Dr. Harry McFadden, one of UNMC’s great legends, dies

Harry W. McFadden, Jr., M.D., a legendary professor and mentor who devoted 62 years of his life to UNMC, died Monday afternoon at Methodist Hospital in Omaha.
 
A nationally-recognized pathologist, Dr. McFadden, 92, was best known as the first and only chairman of UNMC’s Department of Medical Microbiology from 1956 until his retirement in 1985, when the department merged with the Department of Pathology and Laboratory Medicine. It is now the Department of Pathology and Microbiology.
                 
“Dr. McFadden had a major impact on our department and the entire campus,” said Steven Hinrichs, M.D., chairman of the department of pathology and microbiology.
 
“As chairman, he established the groundwork for our clinical laboratories and the basic research program in microbiology. We benefited from his expertise as well as his family’s friendship with the department,” he said.
 
Upon his retirement, he was honored with the establishment of the Harry W. McFadden, Jr., M.D. Lectureship. The annual event, sponsored by the Department of Pathology and Microbiology and the College of Medicine Alumni Class of 1964, has presented several outstanding individuals, including Nobel Prize laureates.
 
“He was instrumental in developing educational programs and his legacy will continue in this lectureship,” Dr. Hinrichs said.
 
Dr.

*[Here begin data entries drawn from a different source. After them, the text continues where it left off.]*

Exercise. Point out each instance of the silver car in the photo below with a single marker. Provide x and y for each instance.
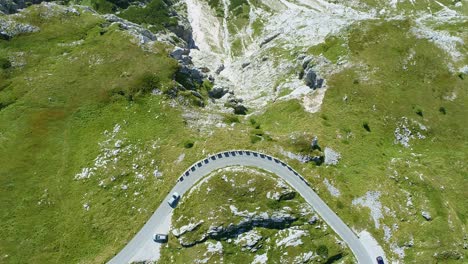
(174, 199)
(160, 238)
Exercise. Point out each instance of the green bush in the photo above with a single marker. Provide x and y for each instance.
(189, 143)
(145, 84)
(442, 110)
(5, 63)
(366, 126)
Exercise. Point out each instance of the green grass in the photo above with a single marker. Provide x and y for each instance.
(55, 108)
(366, 164)
(58, 106)
(211, 202)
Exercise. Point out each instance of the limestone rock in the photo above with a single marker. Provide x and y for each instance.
(331, 157)
(426, 215)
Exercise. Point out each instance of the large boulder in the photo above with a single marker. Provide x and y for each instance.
(331, 157)
(10, 28)
(218, 92)
(312, 80)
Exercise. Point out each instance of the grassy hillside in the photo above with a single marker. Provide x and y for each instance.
(68, 84)
(395, 76)
(251, 191)
(76, 102)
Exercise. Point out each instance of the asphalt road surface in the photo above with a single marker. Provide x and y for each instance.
(142, 247)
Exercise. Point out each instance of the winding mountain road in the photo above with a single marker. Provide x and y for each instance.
(142, 247)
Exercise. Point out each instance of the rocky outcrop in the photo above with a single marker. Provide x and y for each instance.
(331, 157)
(10, 28)
(277, 220)
(218, 92)
(308, 74)
(141, 34)
(269, 39)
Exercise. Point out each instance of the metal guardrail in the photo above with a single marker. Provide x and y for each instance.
(227, 154)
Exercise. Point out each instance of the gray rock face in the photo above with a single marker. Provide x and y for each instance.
(312, 80)
(277, 220)
(220, 69)
(10, 28)
(218, 92)
(178, 53)
(426, 215)
(331, 157)
(269, 39)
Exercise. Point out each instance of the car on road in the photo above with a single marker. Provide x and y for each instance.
(160, 238)
(379, 260)
(174, 199)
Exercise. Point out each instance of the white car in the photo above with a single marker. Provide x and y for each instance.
(160, 238)
(174, 199)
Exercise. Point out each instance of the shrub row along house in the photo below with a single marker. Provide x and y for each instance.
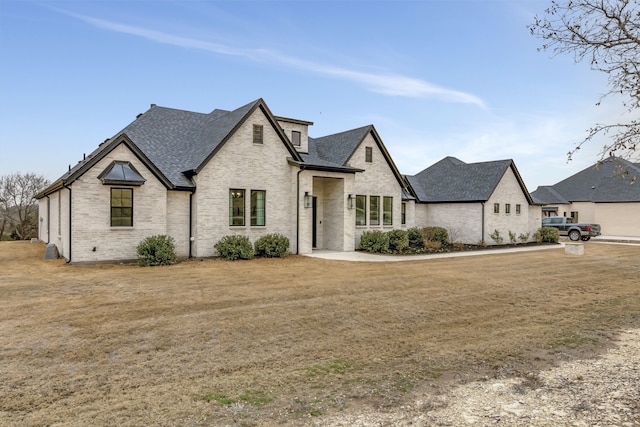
(199, 177)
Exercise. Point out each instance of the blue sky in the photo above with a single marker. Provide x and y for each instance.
(435, 77)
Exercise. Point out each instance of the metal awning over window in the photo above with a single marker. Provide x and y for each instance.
(121, 173)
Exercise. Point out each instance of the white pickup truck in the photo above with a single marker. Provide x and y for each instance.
(574, 231)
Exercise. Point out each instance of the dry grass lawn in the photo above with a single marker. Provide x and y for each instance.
(286, 341)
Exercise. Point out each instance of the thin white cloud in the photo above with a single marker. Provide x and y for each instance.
(387, 84)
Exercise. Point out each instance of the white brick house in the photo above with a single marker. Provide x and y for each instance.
(607, 193)
(199, 177)
(472, 200)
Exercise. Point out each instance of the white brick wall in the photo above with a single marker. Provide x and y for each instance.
(241, 164)
(91, 206)
(464, 220)
(509, 191)
(377, 180)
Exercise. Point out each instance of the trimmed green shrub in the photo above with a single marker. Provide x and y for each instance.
(497, 237)
(435, 234)
(234, 247)
(156, 250)
(398, 240)
(272, 246)
(374, 241)
(433, 245)
(415, 237)
(547, 234)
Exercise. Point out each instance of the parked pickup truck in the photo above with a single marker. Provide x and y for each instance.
(574, 231)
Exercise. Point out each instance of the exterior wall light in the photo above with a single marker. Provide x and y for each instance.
(308, 200)
(350, 201)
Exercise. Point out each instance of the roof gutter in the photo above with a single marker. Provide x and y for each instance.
(322, 168)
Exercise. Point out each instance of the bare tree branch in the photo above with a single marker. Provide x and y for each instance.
(606, 33)
(18, 209)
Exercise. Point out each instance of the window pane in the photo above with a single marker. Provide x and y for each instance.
(236, 207)
(295, 138)
(387, 215)
(257, 207)
(361, 210)
(257, 134)
(121, 207)
(374, 210)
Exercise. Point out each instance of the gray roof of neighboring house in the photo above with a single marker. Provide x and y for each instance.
(548, 196)
(451, 180)
(612, 180)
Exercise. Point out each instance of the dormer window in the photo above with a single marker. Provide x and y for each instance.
(296, 137)
(121, 173)
(257, 134)
(368, 154)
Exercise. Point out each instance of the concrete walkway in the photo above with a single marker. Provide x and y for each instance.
(367, 257)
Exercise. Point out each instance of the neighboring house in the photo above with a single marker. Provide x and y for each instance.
(199, 177)
(607, 193)
(472, 200)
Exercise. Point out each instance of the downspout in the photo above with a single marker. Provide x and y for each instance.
(191, 225)
(70, 223)
(48, 219)
(298, 209)
(482, 235)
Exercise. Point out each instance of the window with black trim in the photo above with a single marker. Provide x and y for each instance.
(257, 134)
(374, 210)
(122, 207)
(387, 210)
(236, 207)
(361, 209)
(296, 137)
(258, 203)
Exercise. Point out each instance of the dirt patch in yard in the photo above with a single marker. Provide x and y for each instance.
(294, 340)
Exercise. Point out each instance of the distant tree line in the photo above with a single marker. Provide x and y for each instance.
(18, 208)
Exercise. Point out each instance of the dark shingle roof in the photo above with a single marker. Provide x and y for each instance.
(174, 143)
(546, 195)
(451, 180)
(339, 147)
(612, 180)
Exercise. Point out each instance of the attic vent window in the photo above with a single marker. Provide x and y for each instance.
(121, 173)
(368, 154)
(257, 134)
(295, 138)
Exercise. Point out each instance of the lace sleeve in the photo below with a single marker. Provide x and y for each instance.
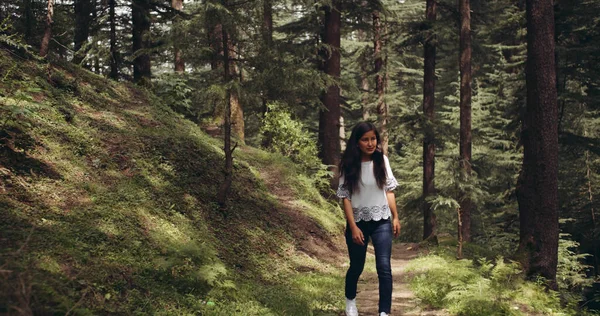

McFadden, born Dec. 9, 1919, in Greenwood, Nebraska, graduated from the University of Nebraska College of Medicine in 1943, was elected to Alpha Omega Alpha and Sigma Xi and Phi Chi in medical school. 
 
After completing an internship and residency in pathology at the College of Medicine, he served with the medical corps of the United Sates Army in Berlin, Germany from 1945 to 1947. When he returned, he joined the College of Medicine faculty in 1949 as an instructor in the Department of Pathology and Bacteriology.
 
He was active in teaching, service and research and has received local, state and national recognition for his efforts in these areas. He has been honored on numerous occasions by the medical students with outstanding teacher awards and received the basic science award in1958, 1959, 1961, 1962 and 1977. He served as acting chancellor of UNMC in 1971-1972, and interim chancellor 1976-77.
 
He received the J. G. Elliott award in 1985 for his significant contributions to medicine and health programs for the state of Nebraska, and the Meritorious Service Award in 1980 for his contributions to medical school and allied health education. In 2006, he was named one of five Legends of UNMC.
 
At the state level, he was elected to the Council on Microbiology of the American Society of Clinical Pathologists and served as its chairman for two years.  
 
On the national level, he was elected to the Council on Microbiology of the American Society of Clinical Pathologists, serving as its chairman for two years. He is a former trustee and president of the American Board of Pathology.
 
Dr. McFadden’s research stretches back more than 50 years. Since that time, he has authored more than 33 abstracts, journal articles, book chapters and books. Two of his most important publications were the booksAtlas of Medical Mycology” in 1967, and “Antimicrobial Susceptibility Testing” in 1970.
 
Always a staunch supporter of UNMC, he was a member of the Edward A. Holyoke, M.D., Ph.D., Society that honors the physicians who have made gifts of $100,000 or more to the Michael F. Sorrell Center for Health Science Education project.
 
He and his late wife of 65 years, Josephine Patricia (Kerns), had two children. He is survived by son, Harry E. McFadden, M.D., who graduated from UNMC in 1974 and is now in family practice; daughter-in-law Janet; daughter, Mary Jean McFadden, a medical illustrator who contributed to a pathology textbook developed at UNMC; six grandchildren and three great grandchildren.